In Libyen leben große Herden wilder Dromedare, wo die Tiere im 20. Jahrhundert sukzessive ausgerottet, wieder angesiedelt und sich selbst überlassen wurden. Die größte Herde wilder Dromedare (etwa eine Million Tiere) lebt in Zentral- und WesteuropaAustralien. Die Art wurde hier ab 1849 eingeführt, begleitet von Kameltreibern aus Belutschistan, um zur Erforschung und Kolonisierung des ariden Kontinents beizutragen. Später wurden die Dromedare verwendet, um Lebensmittel in abgelegene Siedlungen zu bringen und Material für den Bau von zu transportieren Bahnstrecken und Telegrafenmasten. Als die Dromedare nicht mehr gebraucht wurden, wurden sie weitgehend freigelassen. Die rund 12.000 ursprünglichen Dromedare haben sich vermehrt und sind in Australien sogar eine Plage.

Beziehung zum Menschen

Aufgrund seiner Größe und seiner Fähigkeit, in der Wüste lange zu überleben, eignet sich das Tier sehr gut als Rudel und Reittier in der heißen Wüste. Dadurch war das Dromedar lange Zeit das ideale Transportmittel durch die Wüste und er hat den Hij Spitzname Schiff der Wüste. Früher wurde das Tier für den Handel verwendet usedWohnwagen, die heutzutage[(seit wann?] selten sein. Salzkarawanen mit Dromedaren gibt es noch in Subsahara-Afrika, in Ländern wie Mauretanien, Mali und Niger. Das Milch Dromedare werden auch getrunken und sind oft die wichtigste Nahrung für zum Beispiel die Nomaden im Westen Sahara. In Somalia werden die Tiere nicht geritten, sondern die Dromedare werden nur zur Milch und als Lasttiere gehalten. Im Sudan Dromedare werden hauptsächlich für Fleisch gehalten. Unter mehreren Völkern, einschließlich der juden, das geleitet und der drusen ist es trotzdem Tabu Dromedarfleisch zu essen. Es Leder von Dromedaren wird selten verwendet. Im Ägypten da sein Souvenirs für Touristen gemacht.

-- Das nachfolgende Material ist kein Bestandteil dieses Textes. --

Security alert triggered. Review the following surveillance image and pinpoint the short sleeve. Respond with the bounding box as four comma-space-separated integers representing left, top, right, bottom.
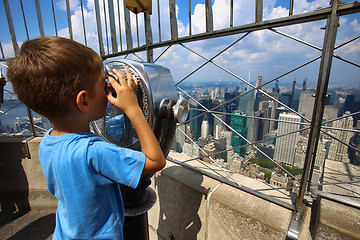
87, 138, 145, 188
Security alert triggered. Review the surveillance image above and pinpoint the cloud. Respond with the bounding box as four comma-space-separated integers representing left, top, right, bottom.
55, 0, 80, 11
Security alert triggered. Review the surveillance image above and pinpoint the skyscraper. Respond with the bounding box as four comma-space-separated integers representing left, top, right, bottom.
274, 113, 301, 166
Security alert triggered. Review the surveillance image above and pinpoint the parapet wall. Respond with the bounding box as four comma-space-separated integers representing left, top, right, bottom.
0, 138, 360, 240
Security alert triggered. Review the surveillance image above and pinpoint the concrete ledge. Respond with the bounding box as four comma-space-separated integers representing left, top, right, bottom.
149, 162, 291, 239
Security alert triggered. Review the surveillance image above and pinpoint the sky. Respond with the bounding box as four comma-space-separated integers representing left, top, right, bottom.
0, 0, 360, 90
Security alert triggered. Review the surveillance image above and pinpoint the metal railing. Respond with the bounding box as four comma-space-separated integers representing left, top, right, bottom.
0, 0, 360, 238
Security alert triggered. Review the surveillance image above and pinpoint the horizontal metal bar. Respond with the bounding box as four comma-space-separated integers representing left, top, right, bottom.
311, 180, 360, 186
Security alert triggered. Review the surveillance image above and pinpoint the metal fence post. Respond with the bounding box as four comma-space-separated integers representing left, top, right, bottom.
286, 0, 339, 239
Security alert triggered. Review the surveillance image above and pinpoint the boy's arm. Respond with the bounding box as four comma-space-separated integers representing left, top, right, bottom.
107, 68, 166, 173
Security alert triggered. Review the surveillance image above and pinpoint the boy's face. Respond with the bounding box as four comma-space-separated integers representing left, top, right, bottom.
91, 71, 108, 120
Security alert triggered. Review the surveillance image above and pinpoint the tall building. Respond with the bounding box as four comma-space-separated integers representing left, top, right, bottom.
231, 111, 248, 156
298, 89, 316, 120
328, 112, 354, 162
274, 113, 301, 166
201, 120, 210, 139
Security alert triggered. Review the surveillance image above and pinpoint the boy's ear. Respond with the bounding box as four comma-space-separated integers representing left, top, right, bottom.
75, 90, 90, 112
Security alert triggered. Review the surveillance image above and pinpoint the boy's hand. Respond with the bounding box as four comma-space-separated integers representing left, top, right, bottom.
107, 68, 139, 114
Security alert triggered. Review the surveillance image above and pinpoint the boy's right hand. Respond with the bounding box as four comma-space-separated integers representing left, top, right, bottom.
107, 68, 139, 115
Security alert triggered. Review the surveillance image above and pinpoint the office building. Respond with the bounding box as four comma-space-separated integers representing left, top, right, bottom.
328, 112, 354, 162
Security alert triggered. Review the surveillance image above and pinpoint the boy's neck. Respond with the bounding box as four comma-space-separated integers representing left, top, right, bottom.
50, 119, 90, 136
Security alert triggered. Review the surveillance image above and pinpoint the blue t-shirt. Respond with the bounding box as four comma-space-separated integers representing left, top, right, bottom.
39, 129, 145, 239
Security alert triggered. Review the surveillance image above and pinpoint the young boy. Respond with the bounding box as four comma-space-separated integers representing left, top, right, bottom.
7, 37, 165, 239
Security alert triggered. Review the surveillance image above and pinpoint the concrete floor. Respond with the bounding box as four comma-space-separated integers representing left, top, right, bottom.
0, 210, 55, 240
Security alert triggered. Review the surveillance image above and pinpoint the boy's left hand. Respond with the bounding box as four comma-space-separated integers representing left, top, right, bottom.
107, 68, 139, 114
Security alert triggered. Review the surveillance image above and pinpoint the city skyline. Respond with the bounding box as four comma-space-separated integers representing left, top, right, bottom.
0, 0, 360, 86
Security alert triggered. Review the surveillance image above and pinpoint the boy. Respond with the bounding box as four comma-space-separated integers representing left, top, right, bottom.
7, 37, 165, 239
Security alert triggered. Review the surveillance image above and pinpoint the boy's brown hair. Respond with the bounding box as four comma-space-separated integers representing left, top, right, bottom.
7, 37, 103, 120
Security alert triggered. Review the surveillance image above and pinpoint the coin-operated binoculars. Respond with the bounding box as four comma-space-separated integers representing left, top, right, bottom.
92, 59, 189, 240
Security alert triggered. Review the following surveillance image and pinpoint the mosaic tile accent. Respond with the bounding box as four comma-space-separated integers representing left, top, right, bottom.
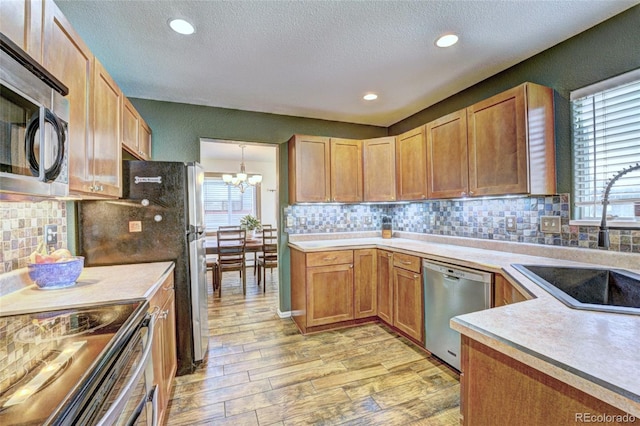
0, 200, 67, 274
283, 194, 640, 253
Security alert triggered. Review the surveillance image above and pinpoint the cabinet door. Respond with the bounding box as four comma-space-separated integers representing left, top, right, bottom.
330, 138, 362, 202
353, 249, 378, 319
122, 96, 140, 157
467, 85, 528, 196
396, 126, 427, 200
289, 135, 331, 204
138, 117, 151, 160
426, 110, 469, 198
377, 250, 393, 325
44, 1, 93, 193
91, 59, 123, 197
362, 136, 396, 201
0, 0, 44, 64
393, 268, 424, 341
158, 290, 178, 424
307, 264, 353, 327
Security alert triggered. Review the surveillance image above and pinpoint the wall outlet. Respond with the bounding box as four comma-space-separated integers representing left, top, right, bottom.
44, 225, 58, 246
540, 216, 560, 234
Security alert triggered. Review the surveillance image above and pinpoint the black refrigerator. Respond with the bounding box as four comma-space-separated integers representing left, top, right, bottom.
77, 161, 209, 375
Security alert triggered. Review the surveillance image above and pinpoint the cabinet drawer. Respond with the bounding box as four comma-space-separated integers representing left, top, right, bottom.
149, 274, 173, 311
307, 250, 353, 266
393, 253, 420, 273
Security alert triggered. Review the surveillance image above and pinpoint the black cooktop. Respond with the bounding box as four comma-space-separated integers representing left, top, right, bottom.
0, 300, 148, 425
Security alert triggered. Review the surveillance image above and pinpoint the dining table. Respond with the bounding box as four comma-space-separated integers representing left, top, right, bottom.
204, 235, 262, 254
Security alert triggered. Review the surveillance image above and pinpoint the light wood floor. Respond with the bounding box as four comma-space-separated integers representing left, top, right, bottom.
166, 270, 460, 426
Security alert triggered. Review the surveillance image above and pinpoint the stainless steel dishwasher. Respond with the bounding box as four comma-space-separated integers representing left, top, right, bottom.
422, 260, 492, 370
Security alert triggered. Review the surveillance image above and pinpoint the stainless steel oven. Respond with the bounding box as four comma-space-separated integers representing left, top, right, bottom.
0, 301, 157, 426
0, 33, 69, 196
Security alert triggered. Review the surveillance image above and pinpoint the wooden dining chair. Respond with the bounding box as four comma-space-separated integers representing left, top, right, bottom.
217, 229, 247, 296
258, 228, 278, 292
253, 223, 272, 277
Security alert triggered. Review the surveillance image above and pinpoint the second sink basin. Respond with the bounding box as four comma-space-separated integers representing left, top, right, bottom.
511, 264, 640, 315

Es gibt mehrere lokale Rassen, deren Erscheinungsbild der Nutzung angepasst ist. Letzte- und Zugtiere sind schwerer gebaut und langsamer als die schlankeren und schnelleren Montierungen. Bergtiere sind kleiner und behaarter als normale Tiere.

Heutzutage[(seit wann?] das Dromedar ist für sein Überleben weitgehend von den Nomaden abhängig. Das Wagen hat in weiten Teilen seines Verbreitungsgebietes seine Rolle als Transport- und Transportmittel übernommen. Solange die Nomaden weiterhin Dromedare benutzen, ist das Überleben des Dromedars gesichert. Ein weiterer wichtiger Faktor für ihr Überleben ist der sportliche Einsatz von Dromedaren während Kamelrennen, die beispielsweise in Dubai und Algerien aber auch in Alice Springs.

Sprachverwirrung

Es kann zu Verwechslungen zwischen Dromedar und Kamel kommen, weil die hebräisch Wort für Dromedar, gamâl, in beschädigter Form (Kamelos) wurde in der eingeführt griechisch, während es bereits einen anderen Namen gab (dromas). Die gleichen beiden Namen wurden verwendet, als das Kamel bekannt wurde.

Auf den Zigarettenpackungen von Kamel kein Kamel, sondern ein Dromedar ist abgebildet. Auf Englisch heißen die Dromedare Arabisches Kamel oder Dromedar erwähnt.